Cooling System Flush in Mooresville, NC
At STR Automotive, we have a top of the line coolant flush machine with adapters for all makes and models including European vehicles such as Mercedes Benz, BMW, and Audi. Our technicians are trained and have experience in servicing the cooling system in all makes and models. Failures to the cooling system are the number one cause of breakdowns. We’ve put together this FAQ to help our customers understand why having their cooling system serviced on a regular basis will help them avoid a breakdown due to a cooling system failure.
What is Coolant?
Also referred to as antifreeze, coolant is the liquid that carries the heat caused by the engine’s combustion away from the engine in order to maintain the optimal operating temperature for performance and fuel economy. It also serves a second purpose in that it is the liquid used in the vehicle’s HVAC system to provide heat to the vehicle’s passengers.
Water is actually a better liquid in terms of cooling ability than coolant/antifreeze, but water suffers from one major drawback, it’ll freeze. The cooling system is completely full and void of air, so if the coolant were to freeze it would not have room to expand as it froze. This would cause gaskets and even the engine itself to break from the pressure. This is why antifreeze is used in conjunction with water, typically in a 50/50 mixture.
What is a Coolant Flush?
A coolant flush refers to the process of removing the old coolant and refilling the system with new coolant. The process begins by adding a cleaning chemical that is designed to dissolve rust build up. The system is then allowed to run for around 15 minutes to circulate the chemical and give it some time to work it’s magic. After that, it’s time for the actual exchange of coolant.
The coolant machine is hooked up the vehicle via one of the system’s hoses. The machine works by pumping out the old coolant, measuring the amount recovered, and then pumping the same amount of new coolant back into the system. This process usually takes around 20-30 minutes and uses 2-4 gallons of coolant depending on the system’s size.
The last step in the process is adding a conditioning chemical to the system. The conditioner has chemicals that add strength and elasticity back to the hoses and gaskets in the system in order to prevent leaks from forming.
A question we get often is why we can’t just drain the radiator and refill it. The answer is that we could, but it would not be as effective. The radiator hold around 30% of the cooling system’s total capacity. So by “draining and filling” the radiator, we are not removing the majority of the worn out coolant.
Why do I Need a Coolant Flush?
Coolant is naturally acidic, and acid doesn’t react well to metal or rubber which are the primary materials that the cooling system is constructed of. The other half of the coolant, water, has a bad habit of causing rust when in come in contact with metal. To counteract these effects, additives are added to the coolant to bring it to a neutral state and prevent rust.

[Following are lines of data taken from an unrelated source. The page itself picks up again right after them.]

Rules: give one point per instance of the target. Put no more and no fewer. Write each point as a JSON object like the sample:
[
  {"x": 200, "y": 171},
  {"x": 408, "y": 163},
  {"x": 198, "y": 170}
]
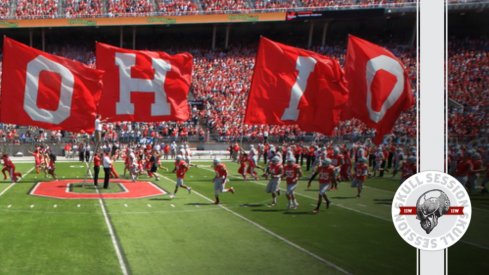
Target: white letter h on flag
[{"x": 127, "y": 84}]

Unfortunately, these additives get used up through use and also deplete naturally over time. Once the additives are gone, the acidic coolant begins to corrode and eat away at the cooling system from the inside out. Eventually, this will cause leaks and or a clog due to rust build up.
Once the rust and corrosion has begun inside the system, it’s very difficult to get all of it out even with a coolant flush. This is why it is so important to have your coolant changed on schedule.
How Often Should I Change my Coolant?
There are multiple types of coolant used by manufacturers, and they last different lengths of time so there is no 1 correct answer to the question. It’s best to refer to your owner’s manual or ask one of the service advisors at STR. We have software that allows us to look up the needs of every vehicle.
With that being said, the general rule is that coolant should be changed at least every 5 years regardless of mileage. Some coolants require more frequent intervals. One thing that is generally overlooked in calculating when the coolant should be changed is that the car is manufactured in the year prior to the year it’s labeled. So for example, if you have a 2015 vehicle, it was manufactured in 2014. That means that you should have your coolant changed in 2019 not 2020.